What this means for podcasters
- Your show name and author field are still your single biggest SEO lever on both platforms. But they’re a finite resource. You can’t stuff infinity, and the rank-1 lift only flows from one keyword at a time. Pick the one you actually want to win.
- On Apple, optimize the show. On Spotify, optimize each episode. Apple’s episode ranker borrows show signal heavily; Spotify’s mostly ignores it. If you’re on Spotify, your episode title and description carry weight your show metadata won’t carry for you.

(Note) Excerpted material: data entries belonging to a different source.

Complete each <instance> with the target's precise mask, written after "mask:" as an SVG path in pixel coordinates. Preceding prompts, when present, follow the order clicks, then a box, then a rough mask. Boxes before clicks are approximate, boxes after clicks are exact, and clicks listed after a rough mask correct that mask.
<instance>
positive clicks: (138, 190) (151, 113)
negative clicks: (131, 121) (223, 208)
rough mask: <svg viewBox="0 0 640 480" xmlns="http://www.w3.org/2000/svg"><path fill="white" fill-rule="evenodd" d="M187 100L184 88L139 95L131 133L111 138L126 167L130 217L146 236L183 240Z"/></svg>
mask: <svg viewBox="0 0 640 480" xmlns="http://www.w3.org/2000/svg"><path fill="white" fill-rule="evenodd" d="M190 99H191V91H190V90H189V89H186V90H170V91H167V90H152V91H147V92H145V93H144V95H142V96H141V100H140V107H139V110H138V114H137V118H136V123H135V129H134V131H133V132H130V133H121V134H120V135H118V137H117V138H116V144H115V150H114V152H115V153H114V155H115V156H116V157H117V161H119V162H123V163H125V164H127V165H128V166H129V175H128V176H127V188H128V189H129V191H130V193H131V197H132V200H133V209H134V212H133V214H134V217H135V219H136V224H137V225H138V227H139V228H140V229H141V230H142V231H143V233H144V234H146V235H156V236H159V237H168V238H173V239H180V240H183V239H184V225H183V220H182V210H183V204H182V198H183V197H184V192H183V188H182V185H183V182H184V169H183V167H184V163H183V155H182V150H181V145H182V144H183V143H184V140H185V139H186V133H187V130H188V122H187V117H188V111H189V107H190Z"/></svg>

- Publish often or fall off. A 9-day-old episode is already past its peak boost; a two-year-old episode is being actively penalized vs. the catalog distribution. Both engines treat “fresh” as a category, and there’s no equivalent of an evergreen ranking signal in this data.
Apple is still browsing the album shelf. Spotify is still scanning new releases. Neither was built for the way podcasts actually behave: long-form, host-driven, often evergreen, often best discovered by topic rather than by name. That mismatch is the entire reason podcast discoverability feels broken: the engines are doing exactly what they were designed for, just on the wrong content.
If you want to be found in 2026, you have to play the music game. Even if you’re not a band.
Methodology: single-day snapshot 2026-05-04, English keywords only, rank ≤ 5. Recency derived from RSS publication dates matched to top-5 episodes by title within each podcast.